Praise for the first edition: “This book would be especially good for the shelf of anyone who already knows nonparametrics, but wants a reference for how to apply those techniques in R.” -The American Statistician This thoroughly updated and expanded second edition of Nonparametric Statistical Methods Using R covers traditional nonparametric methods and rank-based analyses. Two new chapters covering multivariate analyses and big data have been added. Core classical nonparametrics chapters on one- and two-sample problems have been expanded to include discussions on ties as well as power and sample size determination. Common machine learning topics --- including k-nearest neighbors and trees --- have also been included in this new edition. Key Features: Covers a wide range of models including location, linear regression, ANOVA-type, mixed models for cluster correlated data, nonlinear, and GEE-type.
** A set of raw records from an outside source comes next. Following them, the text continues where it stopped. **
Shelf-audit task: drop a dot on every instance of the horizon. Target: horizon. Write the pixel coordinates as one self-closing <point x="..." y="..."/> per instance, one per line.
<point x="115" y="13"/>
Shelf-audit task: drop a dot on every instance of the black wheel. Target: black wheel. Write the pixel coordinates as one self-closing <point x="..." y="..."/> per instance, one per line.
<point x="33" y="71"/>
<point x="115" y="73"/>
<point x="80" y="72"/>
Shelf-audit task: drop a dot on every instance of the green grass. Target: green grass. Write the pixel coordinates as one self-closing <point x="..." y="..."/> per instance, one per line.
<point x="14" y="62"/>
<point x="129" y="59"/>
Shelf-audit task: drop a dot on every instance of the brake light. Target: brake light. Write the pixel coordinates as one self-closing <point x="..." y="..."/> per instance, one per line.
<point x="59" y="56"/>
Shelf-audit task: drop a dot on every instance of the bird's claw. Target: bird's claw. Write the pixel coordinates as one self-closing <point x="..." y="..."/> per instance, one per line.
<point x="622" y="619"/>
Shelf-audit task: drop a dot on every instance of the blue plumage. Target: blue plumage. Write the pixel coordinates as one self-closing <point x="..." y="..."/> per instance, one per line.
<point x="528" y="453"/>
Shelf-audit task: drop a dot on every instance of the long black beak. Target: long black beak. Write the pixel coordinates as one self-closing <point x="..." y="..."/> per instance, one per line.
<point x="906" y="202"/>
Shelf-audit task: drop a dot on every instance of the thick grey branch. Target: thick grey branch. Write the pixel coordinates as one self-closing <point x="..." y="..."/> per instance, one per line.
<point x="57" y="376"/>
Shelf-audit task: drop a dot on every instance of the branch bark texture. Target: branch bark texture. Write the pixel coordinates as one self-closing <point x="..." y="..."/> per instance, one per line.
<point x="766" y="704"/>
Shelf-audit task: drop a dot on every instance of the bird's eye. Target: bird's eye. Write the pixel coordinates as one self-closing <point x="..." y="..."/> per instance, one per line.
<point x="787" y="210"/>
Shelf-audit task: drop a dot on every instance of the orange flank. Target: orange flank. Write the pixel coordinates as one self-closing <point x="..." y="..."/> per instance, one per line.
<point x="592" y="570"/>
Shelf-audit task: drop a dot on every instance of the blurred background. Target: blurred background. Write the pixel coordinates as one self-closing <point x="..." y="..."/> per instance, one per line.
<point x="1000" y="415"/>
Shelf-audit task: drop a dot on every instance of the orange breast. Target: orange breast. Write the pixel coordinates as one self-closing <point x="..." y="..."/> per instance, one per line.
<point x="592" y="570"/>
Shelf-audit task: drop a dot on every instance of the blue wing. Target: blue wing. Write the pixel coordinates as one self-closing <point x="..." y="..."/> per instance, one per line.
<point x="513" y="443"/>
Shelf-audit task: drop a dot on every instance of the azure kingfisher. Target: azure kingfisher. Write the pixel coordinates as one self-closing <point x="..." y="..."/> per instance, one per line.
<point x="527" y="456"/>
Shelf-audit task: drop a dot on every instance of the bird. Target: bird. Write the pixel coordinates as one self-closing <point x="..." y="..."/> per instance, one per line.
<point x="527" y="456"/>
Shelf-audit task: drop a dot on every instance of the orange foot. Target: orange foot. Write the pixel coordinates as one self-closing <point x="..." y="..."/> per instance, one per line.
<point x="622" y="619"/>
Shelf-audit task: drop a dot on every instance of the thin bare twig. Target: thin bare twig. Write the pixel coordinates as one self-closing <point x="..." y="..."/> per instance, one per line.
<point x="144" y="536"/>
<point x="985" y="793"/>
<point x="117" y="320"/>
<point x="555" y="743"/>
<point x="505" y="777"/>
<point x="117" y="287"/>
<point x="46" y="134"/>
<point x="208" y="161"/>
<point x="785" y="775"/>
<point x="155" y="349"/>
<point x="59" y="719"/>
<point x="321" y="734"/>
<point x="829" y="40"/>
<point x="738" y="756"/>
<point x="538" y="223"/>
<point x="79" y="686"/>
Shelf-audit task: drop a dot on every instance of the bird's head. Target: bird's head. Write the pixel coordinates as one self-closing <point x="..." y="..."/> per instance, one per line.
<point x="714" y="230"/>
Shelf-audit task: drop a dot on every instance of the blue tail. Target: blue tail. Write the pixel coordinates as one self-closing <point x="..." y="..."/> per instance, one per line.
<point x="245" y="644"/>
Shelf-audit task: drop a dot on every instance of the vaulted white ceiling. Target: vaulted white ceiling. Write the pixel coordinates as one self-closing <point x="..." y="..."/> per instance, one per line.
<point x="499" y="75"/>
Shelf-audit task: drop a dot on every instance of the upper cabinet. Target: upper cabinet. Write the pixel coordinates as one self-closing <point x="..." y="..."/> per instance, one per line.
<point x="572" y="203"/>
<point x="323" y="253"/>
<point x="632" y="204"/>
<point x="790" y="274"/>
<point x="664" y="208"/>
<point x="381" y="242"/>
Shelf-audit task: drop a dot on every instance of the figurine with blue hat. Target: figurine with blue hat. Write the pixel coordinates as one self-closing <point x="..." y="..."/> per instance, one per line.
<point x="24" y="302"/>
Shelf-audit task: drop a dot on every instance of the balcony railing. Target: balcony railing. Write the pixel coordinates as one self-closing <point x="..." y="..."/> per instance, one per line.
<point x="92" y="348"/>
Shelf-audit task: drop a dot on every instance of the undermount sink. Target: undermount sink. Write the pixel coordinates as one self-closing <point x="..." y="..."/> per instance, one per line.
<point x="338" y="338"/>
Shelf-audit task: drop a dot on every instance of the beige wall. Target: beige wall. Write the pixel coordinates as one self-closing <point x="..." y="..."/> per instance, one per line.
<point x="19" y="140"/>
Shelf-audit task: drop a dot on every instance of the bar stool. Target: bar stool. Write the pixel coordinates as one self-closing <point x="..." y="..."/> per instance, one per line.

Includes robust methods for linear model analyses, big data, time-to-event analyses, timeseries, and multivariate. Numerous examples illustrate the methods and their computation. R packages are available for computation and datasets. Contains two completely new chapters on big data and multivariate analysis. The book is suitable for advanced undergraduate and graduate students in statistics and data science, and students of other majors with a solid background in statistical methods including regression and ANOVA. It will also be of use to researchers working with nonparametric and rank-based methods in practice.